EXPOSÉ DES FAITS ET DE LA PROCÉDURE
M. [X] [S], salarié de la société [1], a déclaré souffrir d’une maladie dont le caractère professionnel a été reconnu par la caisse primaire d’assurance maladie de l’Isère (la CPAM).
L’état de santé de M. [S] a été déclaré consolidé au 15 mars 2022 et un taux d’incapacité permanent partielle (IPP) de 10 % lui a été attribué au titre des séquelles suivantes : « Droitier. Etat antérieur interférant. Séquelles indemnisables épaule droite : réduction de l’abduction de 20° et réduction marquée de la rotation interne ».
La société [1] a saisi la commission médicale de recours amiable ([2]) de la CPAM d’une contestation du taux d’IPP accordé à M. [S] et, suite au rejet implicite de la [2], elle a saisi le pôle social du tribunal judiciaire de Valence.
Par jugement du 30 janvier 2024, le pôle social du tribunal judiciaire de Valence a :
— jugé en la forme le recours contentieux recevable,
— sur le fond, l’a rejeté et jugé n’y avoir lieu à mesure d’instruction,
— jugé les décisions de la CPAM et la [2] (décision implicite) en date du 1er juin 2022 opposables à la société [1] lesquelles fixaient le taux d’IPP attribué à M. [S] ensuite d’une maladie professionnelle du 4 février 2021 consolidée le 15 mars 2022, à 10 %, et confirmé lesdites décisions,
— condamné la société [3] aux entiers dépens de l’instance.
Le 28 mars 2024, la société [1] a interjeté appel.
Les débats ont eu lieu à l’audience du 25 novembre 2025 et les parties avisées de la mise à disposition au greffe de la présente décision le 12 février 2026.

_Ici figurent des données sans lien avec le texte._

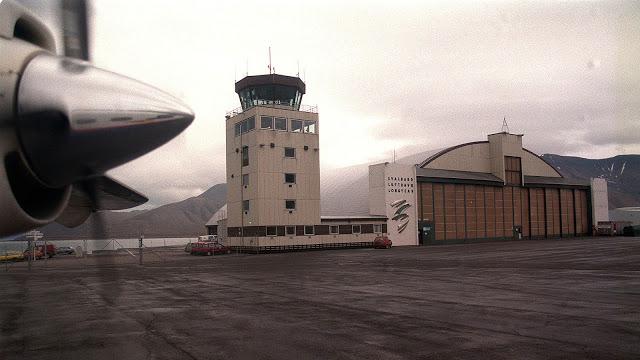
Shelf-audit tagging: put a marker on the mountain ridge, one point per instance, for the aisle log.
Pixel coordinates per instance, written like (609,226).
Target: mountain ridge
(344,191)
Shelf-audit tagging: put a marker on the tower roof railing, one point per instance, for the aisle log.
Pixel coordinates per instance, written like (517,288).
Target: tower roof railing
(303,108)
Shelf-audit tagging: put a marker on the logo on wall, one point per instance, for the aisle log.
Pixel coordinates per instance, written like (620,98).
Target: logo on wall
(399,216)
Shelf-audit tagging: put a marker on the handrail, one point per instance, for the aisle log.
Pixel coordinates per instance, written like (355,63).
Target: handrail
(304,108)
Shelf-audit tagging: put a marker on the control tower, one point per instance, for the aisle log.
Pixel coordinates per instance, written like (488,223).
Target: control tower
(273,167)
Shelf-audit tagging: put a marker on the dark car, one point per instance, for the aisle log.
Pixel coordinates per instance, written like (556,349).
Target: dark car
(382,242)
(65,250)
(209,248)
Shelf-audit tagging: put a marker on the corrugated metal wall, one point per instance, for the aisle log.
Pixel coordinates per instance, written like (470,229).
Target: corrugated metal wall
(475,212)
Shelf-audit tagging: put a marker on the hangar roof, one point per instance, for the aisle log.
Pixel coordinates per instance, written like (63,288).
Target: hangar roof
(545,180)
(474,177)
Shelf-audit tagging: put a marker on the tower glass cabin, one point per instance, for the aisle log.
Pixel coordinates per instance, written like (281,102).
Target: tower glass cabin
(273,167)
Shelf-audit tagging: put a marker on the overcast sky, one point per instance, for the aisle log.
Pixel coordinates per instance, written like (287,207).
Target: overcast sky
(410,76)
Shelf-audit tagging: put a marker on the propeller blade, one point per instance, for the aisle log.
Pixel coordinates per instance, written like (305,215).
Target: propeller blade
(77,121)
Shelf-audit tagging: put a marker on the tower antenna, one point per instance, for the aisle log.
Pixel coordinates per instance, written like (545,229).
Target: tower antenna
(505,127)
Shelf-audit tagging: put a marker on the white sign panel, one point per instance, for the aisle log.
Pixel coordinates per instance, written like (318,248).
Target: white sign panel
(400,201)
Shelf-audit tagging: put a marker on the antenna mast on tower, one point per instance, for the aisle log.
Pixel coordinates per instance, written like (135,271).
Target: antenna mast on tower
(505,127)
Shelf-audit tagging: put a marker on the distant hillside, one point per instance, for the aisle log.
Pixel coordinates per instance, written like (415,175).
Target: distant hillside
(180,219)
(622,173)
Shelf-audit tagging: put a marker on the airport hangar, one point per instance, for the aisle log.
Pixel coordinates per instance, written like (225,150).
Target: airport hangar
(478,191)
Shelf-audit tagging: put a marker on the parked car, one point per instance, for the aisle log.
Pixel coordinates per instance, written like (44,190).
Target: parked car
(382,242)
(65,250)
(209,248)
(12,256)
(38,254)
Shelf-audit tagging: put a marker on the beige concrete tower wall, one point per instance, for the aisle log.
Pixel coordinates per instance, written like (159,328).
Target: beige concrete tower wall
(472,157)
(377,194)
(267,190)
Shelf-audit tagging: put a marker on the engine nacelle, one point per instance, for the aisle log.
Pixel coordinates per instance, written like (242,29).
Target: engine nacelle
(25,202)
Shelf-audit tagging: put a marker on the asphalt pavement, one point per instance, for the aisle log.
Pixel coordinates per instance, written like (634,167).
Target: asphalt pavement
(545,299)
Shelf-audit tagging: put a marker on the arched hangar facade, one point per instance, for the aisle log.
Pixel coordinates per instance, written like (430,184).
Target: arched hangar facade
(481,191)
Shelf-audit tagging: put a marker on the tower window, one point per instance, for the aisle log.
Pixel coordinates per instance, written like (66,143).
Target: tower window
(281,124)
(512,170)
(251,123)
(309,230)
(296,125)
(310,127)
(245,156)
(266,122)
(289,152)
(290,178)
(245,126)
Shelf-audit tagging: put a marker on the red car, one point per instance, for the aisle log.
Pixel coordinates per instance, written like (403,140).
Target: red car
(382,242)
(39,251)
(209,248)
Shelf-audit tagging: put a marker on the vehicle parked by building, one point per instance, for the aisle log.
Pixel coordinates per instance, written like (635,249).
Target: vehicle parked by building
(208,248)
(12,256)
(382,242)
(65,250)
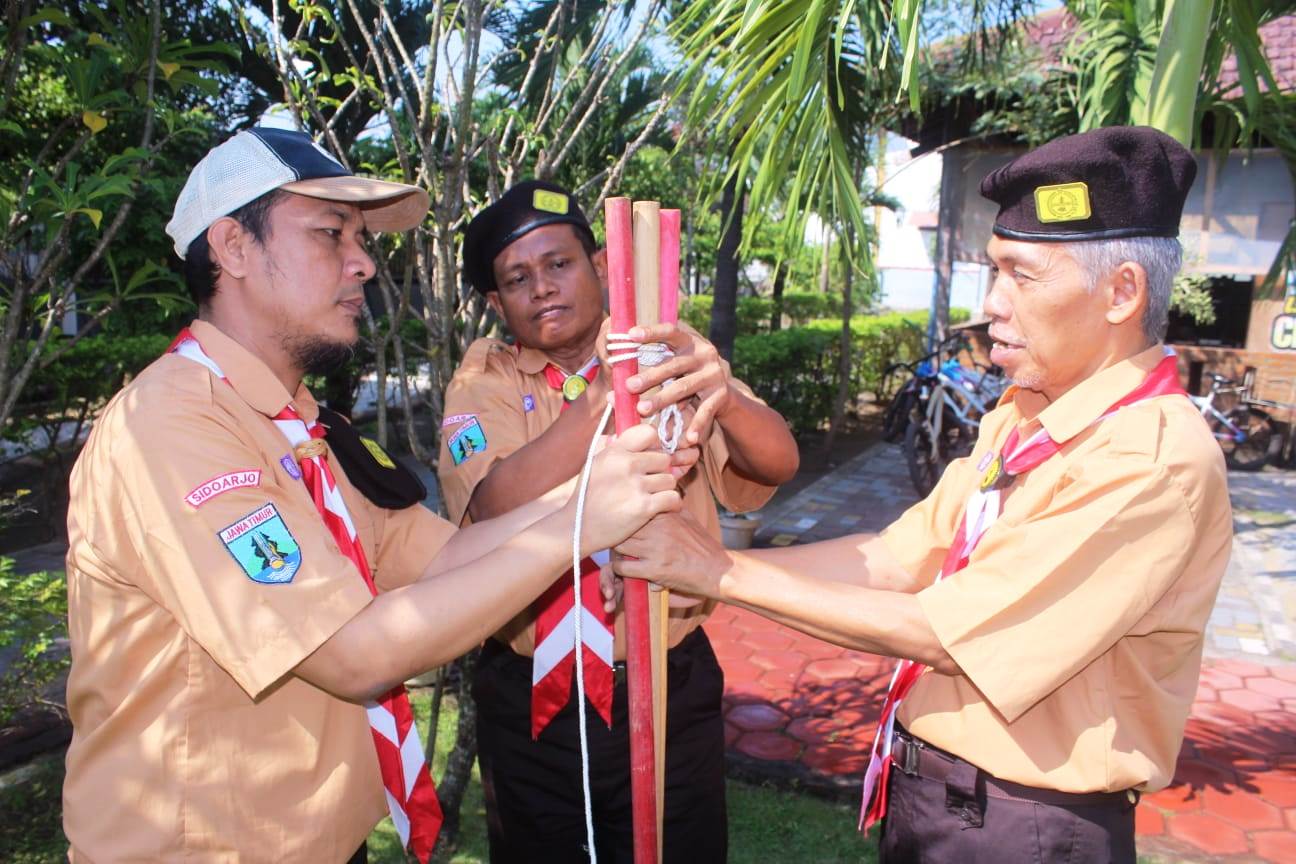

EXPOSÉ DES PRÉTENTIONS ET MOYENS DES PARTIES
La société [1], selon conclusions déposées le 21 novembre 2025 reprises à l’audience, demande à la cour de :
à titre principal,
vu les articles L. 434-1, L. 434-2, L. 452-2 et L. 452-3 du code la sécurité sociale et la jurisprudence de la Cour de cassation,
— dire que le taux d’IPP attribué à M. [S] au titre de sa maladie professionnelle du 4 février 2021, doit être réduit à 0 %,
à titre subsidiaire,
vu l’article L. 434-2 du code de la sécurité sociale,
vu les rapports médicaux du docteur [W] [F],
— juger que le taux attribué à M. [S] doit être ramené à 7 % maximum, ou le ramener à de plus justes proportions, dans les rapports entre la concluante et la CPAM,
à défaut et avant dire droit,
vu les articles R. 142-16, R. 142-16-3 et R. 142-16-4 du code de la sécurité sociale,
— ordonner la mise en oeuvre d’une expertise médicale judiciaire, le litige intéressant les seuls rapports caisse/employeur afin de se prononcer sur le taux d’incapacité permanente partielle attribué à M. [S] ensuite de sa maladie professionnelle du 4 février 2021,
— enjoindre au service médical de la CPAM de communiquer à l’expert le rapport d’évaluation des séquelles,
— nommer tel expert avec pour mission :
1° convoquer les parties et leurs médecins conseils aux opérations d’expertise,
2° se faire communiquer par les parties toutes pièces et documents nécessaires et en particulier le rapport médical visé aux articles L. 142-10 et R. 142-16-3 du code de la sécurité sociale,
3° prendre connaissance de l’entier dossier médical de M. [S] établi par le service médical de la CPAM,
4° fixer le taux d’incapacité permanente partielle justifié au titre de la maladie professionnelle déclarée par M. [S],
5° notifier au médecin conseil de la société [1], le docteur [W] [F], le rapport d’expertise sous pli fermé avec la mention « confidentiel », après avoir adressé un pré-rapport aux parties et recueillir leurs dires,
en tout état de cause,
— renvoyer l’affaire à une audience ultérieure pour qu’il soit débattu sur l’appréciation du taux d’incapacité permanente partielle,
— réduire à de plus justes proportions le taux d’incapacité permanente partielle attribué à M. [S] ensuite de sa maladie professionnelle du 4 février 2021.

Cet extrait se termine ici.